Earlier I wrote about the media’s (and public’s) infatuation with scandalous fatawa, like the “gang rape” fatwa currently making its rounds. This latest fatwa story made its way into English via an article in [Human Events] which attributed the fatwa to “Salafi Sheikh Yasir al-‘Ajlawni,” currently residing in Jordan and formerly in Damascus. Another piece by the same author links to a March 12 article on tayyar.org as its source. Ten minutes of digging produces an earlier March 11 article in Jordan News, naming the Salafi Sheikh as “Yasin al-‘Ajlawni,” currently residing in Irbid, Jordan. The article includes comments from a “Yasin Ahmad Yasin al-‘Ajlawni” who explains the backstory of his fatwa. He explicitly denounces calling for the rape of Syrian non-Muslim women and states that his fatwa called for protecting Syrian women from the rapes committed by the Syrian army itself.

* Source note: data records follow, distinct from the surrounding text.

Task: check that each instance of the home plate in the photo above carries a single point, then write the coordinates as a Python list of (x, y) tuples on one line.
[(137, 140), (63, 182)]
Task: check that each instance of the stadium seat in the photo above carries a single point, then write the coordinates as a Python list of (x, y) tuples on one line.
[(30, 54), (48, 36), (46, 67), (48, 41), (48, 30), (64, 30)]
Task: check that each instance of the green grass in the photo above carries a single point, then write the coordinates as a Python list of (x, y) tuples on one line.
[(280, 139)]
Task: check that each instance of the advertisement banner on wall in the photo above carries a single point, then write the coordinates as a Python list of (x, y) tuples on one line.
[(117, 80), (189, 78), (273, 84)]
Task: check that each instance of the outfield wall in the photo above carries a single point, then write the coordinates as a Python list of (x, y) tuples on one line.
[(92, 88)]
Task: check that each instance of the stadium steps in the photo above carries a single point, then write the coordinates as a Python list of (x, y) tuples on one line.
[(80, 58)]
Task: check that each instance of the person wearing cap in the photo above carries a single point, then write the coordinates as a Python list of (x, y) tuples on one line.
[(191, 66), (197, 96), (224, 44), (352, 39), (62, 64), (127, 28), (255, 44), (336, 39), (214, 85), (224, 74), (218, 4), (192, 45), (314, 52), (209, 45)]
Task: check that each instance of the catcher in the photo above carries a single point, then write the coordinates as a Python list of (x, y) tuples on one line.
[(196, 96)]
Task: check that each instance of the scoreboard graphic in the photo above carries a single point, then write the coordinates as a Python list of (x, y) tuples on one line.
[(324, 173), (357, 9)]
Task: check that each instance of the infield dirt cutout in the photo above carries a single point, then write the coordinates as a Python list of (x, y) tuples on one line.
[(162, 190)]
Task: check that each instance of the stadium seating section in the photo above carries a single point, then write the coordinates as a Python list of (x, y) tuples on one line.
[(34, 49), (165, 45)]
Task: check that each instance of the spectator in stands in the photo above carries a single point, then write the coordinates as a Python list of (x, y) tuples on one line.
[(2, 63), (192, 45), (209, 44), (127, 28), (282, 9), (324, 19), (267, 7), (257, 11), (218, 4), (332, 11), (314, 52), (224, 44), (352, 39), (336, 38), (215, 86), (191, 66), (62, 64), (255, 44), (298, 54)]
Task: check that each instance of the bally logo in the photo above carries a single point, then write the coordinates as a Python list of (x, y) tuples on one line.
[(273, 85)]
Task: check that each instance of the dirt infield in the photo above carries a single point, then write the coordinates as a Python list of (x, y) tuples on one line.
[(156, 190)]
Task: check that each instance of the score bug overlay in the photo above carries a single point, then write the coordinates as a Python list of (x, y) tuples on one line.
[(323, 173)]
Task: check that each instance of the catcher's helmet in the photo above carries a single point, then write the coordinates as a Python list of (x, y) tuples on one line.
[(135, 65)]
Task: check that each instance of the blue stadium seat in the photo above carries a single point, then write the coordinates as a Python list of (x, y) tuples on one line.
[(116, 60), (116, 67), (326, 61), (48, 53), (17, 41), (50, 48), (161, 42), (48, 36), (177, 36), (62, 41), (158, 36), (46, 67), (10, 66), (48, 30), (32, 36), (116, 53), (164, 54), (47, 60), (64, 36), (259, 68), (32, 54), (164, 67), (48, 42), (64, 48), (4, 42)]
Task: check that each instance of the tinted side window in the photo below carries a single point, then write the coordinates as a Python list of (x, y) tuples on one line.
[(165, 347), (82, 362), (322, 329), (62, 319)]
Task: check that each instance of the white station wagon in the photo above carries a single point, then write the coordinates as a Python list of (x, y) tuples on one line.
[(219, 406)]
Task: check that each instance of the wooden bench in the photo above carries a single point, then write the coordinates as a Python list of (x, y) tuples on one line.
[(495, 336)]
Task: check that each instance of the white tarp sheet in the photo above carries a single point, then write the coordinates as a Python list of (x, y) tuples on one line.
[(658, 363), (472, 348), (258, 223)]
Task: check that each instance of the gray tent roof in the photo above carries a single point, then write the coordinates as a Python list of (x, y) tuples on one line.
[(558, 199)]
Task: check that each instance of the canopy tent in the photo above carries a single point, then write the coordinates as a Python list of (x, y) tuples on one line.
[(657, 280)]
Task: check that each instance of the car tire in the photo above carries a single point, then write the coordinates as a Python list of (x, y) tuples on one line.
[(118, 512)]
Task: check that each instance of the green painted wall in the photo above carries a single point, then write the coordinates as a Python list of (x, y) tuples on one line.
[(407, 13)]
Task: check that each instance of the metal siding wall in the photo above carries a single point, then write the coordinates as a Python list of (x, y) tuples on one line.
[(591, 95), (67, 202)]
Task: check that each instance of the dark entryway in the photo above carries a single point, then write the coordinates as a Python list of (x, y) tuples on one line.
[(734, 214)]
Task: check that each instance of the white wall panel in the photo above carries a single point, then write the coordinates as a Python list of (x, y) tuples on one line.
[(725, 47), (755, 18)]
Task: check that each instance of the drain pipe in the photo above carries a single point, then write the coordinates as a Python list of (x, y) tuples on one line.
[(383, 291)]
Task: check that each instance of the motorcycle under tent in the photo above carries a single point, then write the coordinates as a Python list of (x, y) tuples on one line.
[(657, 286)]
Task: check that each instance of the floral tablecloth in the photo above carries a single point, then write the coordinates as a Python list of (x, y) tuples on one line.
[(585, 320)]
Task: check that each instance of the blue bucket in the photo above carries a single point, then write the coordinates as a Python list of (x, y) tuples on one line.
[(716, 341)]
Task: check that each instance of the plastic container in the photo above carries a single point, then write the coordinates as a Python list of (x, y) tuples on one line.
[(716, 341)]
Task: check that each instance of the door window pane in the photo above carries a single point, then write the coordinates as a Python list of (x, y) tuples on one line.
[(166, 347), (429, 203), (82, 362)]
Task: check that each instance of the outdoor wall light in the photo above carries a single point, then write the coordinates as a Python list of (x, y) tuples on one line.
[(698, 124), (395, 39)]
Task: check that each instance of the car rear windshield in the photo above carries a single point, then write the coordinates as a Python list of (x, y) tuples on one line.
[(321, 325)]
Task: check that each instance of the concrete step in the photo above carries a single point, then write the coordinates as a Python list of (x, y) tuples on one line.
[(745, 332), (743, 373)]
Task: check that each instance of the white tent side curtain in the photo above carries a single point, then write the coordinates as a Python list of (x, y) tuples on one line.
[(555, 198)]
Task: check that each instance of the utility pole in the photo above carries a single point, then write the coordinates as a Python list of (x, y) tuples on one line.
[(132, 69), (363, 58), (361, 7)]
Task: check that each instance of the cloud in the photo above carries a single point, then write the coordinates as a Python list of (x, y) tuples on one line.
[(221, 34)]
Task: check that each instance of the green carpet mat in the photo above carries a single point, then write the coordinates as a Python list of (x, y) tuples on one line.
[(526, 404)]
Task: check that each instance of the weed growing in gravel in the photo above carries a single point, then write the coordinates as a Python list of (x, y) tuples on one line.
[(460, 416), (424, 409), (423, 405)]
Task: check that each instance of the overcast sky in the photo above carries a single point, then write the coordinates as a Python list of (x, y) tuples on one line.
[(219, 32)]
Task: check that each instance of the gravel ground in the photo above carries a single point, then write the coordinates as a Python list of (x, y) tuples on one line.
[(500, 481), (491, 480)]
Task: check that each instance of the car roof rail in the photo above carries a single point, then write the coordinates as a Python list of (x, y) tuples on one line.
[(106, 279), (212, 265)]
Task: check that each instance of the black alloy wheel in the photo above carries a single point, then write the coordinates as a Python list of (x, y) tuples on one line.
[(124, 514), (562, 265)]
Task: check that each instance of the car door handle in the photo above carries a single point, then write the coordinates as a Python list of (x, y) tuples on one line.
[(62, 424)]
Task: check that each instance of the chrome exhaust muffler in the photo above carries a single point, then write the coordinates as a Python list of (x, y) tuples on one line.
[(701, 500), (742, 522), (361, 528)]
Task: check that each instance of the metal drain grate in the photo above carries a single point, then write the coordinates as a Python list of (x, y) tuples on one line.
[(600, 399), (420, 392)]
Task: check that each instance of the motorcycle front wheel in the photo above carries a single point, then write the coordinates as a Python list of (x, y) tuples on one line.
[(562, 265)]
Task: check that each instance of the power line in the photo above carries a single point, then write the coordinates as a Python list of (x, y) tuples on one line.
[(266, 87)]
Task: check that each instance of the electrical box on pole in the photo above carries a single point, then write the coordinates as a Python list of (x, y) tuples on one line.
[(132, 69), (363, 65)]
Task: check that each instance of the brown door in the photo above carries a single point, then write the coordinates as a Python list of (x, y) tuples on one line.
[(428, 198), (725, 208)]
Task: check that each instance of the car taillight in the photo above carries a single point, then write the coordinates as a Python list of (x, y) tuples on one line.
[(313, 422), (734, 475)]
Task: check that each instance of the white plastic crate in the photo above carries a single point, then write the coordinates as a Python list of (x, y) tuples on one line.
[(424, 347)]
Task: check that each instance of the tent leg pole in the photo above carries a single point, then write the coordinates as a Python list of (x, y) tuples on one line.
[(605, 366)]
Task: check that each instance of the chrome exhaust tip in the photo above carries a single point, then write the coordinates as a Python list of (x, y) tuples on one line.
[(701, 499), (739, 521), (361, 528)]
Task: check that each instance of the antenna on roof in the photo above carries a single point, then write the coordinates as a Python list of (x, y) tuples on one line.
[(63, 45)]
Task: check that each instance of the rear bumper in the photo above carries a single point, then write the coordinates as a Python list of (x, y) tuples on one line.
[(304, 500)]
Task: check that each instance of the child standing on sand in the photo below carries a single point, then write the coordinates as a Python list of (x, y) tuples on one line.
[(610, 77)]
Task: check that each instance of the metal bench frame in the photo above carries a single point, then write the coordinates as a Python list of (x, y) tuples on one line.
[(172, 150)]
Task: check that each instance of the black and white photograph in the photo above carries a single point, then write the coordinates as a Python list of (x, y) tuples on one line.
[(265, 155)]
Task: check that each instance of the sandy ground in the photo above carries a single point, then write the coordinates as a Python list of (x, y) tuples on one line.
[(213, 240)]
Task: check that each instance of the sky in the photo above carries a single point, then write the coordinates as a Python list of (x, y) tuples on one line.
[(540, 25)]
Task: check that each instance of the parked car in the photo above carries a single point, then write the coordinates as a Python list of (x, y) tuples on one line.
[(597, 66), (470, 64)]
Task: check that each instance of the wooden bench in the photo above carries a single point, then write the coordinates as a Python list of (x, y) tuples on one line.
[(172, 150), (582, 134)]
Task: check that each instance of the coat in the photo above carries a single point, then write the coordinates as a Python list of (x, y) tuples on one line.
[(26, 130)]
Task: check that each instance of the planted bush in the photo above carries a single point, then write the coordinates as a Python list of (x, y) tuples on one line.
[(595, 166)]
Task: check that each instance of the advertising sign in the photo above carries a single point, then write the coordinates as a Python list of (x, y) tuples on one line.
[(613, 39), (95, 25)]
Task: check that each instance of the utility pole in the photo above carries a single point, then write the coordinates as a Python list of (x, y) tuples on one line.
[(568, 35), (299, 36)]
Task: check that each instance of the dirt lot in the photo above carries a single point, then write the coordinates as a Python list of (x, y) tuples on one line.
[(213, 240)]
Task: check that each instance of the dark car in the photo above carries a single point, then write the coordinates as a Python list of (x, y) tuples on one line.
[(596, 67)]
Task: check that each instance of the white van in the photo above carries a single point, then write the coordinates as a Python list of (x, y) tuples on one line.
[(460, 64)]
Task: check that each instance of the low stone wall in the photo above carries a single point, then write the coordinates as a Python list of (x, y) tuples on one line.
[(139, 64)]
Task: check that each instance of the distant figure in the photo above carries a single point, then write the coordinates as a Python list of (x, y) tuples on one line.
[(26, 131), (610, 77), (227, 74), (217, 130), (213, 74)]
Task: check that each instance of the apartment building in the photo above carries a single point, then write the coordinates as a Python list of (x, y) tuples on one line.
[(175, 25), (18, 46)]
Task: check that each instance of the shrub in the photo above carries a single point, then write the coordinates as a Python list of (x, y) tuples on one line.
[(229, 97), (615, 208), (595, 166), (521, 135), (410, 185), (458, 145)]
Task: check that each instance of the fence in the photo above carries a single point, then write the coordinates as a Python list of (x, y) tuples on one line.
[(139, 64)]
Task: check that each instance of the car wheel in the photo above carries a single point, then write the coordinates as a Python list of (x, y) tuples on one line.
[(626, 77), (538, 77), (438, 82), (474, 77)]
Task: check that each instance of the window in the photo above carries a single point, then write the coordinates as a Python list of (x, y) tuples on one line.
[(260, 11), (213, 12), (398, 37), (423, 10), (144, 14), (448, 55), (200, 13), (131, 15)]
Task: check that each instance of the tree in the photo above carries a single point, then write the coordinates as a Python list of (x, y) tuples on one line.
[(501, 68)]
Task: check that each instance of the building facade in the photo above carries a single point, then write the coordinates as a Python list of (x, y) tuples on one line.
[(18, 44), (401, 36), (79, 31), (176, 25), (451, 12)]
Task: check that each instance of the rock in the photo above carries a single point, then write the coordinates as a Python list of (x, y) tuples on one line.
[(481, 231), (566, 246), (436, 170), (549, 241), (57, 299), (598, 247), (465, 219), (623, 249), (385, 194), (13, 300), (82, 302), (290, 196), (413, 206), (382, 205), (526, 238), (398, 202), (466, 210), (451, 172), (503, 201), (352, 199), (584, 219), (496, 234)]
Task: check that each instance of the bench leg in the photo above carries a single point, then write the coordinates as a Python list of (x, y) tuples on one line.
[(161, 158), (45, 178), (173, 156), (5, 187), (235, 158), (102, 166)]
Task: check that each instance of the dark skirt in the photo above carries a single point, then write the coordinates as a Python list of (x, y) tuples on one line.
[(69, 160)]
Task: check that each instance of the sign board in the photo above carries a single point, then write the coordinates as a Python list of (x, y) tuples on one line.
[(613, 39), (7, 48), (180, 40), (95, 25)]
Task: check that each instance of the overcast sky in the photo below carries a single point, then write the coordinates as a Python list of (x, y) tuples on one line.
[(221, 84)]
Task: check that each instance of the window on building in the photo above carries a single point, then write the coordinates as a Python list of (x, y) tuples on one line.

The latest development comes in an April 7 article in Independent Catholic News concerning Aleppo’s Christian community. It includes the following:
Fr David [Fernandez, a missionary of the Institute of the Incarnate Word] said: “Yesterday, Yasir al-Ajlawni – a Jordanian Salafi sheikh, resident in Damascus, released a fatwa on Youtube, declaring that it is lawful for opponents of the regime of Bashar al-Assad to rape “any Syrian woman not Sunni. According to the sheikh, capturing and raping Alawi or Christian women is not contrary to the precepts of Islam.”
There is much wrong with this claim. First, the Jordanian Salafi would be “Yasin al-Ajlawni” not “Yasir al-Ajlawni.” Second, he is a resident of Irbid, Jordan, not Damascus, Syria. Third, Yasir al-Ajlawni denied making such a fatwa. Forth, the fatwa he referred to predates April 6 by many weeks.
There is a story here. But the story is not about actual gang rape fatwas but rather the use of hoax fatwas in the propaganda war against the Syrian opposition.